Dolo’s Pizza (above) infuses Caribbean flavors into its recipes, creating unique pies. Photo by Tabius McCoy The Atlanta Voice
The pizzeria began as a pop-up that bloomed into a storefront at Underground Atlanta.
“I never really intended to put a Caribbean spin on it. I just think I can’t help it. But really, I wanted to recreate the New York essence of pizza. So in anything we make, we try to keep it pizza at its core,” Walker said. “I think some people try to do too much. I did want it to be structurally sound. I like technical things, so we have a very technical dough. That feeds that part of my soul where I get to interact with puzzles and figure things out and that.”
Everything about the way the pizzeria is set up is intentional, from the size of the pizzas and the limited seating to the fact that they don’t sell slices. They wanted to be able to continue doing popups and also make sure they had a business plan that was “pandemic-proof;” if anything significant were to happen in the world today, they wanted to know they would still be able to sell takeout pizza.
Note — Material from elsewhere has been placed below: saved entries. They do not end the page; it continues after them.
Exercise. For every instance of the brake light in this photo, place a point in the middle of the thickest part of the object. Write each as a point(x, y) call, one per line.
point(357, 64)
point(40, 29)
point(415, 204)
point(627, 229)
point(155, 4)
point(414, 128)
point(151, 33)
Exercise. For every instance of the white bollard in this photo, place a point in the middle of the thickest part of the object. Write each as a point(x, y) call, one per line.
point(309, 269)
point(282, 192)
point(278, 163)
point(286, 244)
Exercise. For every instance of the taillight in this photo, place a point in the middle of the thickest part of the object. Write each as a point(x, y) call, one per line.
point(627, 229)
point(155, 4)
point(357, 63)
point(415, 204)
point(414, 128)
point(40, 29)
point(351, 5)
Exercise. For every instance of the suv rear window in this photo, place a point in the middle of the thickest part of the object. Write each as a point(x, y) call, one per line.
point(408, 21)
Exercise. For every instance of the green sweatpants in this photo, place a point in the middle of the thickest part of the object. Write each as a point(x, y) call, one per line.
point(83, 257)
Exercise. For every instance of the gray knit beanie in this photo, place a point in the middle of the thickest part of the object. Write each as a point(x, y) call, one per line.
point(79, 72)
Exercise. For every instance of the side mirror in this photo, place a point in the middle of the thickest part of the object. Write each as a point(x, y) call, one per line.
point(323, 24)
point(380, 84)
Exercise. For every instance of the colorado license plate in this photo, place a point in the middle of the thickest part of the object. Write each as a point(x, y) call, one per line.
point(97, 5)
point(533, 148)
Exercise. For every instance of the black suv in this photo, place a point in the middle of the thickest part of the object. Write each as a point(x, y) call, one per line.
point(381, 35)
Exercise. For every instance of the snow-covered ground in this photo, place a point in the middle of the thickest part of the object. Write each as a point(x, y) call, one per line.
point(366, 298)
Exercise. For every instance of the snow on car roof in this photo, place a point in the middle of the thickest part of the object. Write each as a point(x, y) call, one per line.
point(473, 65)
“We don’t have huge ovens. As a traveling pizzeria, it’s extremely hard to travel with a huge oven. So, everything had to be personal. Everything about this pizza, and when people get it, is very personal. Everyone’s name goes on their box. I ask everyone how to spell their name, because this is a very personal pizza to you. It’s what you asked for. That’s very important to me, and I appreciate the personality and personal touch of the pizza. So, that has a lot to do with shaping the size and the menu,” Williams shared.
The duo said that, in the future, they hope to add a few more things to the menu and also expand above-ground into a larger and more exposed space that will give them greater visibility to customers. Walker and Williams have created a formula that’s unique to them, and despite the name of the restaurant, they’re doing it together. With every pie, they’re melding Caribbean, New York, and Atlanta culture into one.
“Dolo’s is special because of the creativity, the uniqueness, and its consistency. This pizza tastes like this every single day. It looks like this. I don’t know of any other places in Atlanta that are doing this with pizza,” Williams said. “It’s a New York-style pizza, but I like to say it’s like a New York, Atlanta-style pizza.”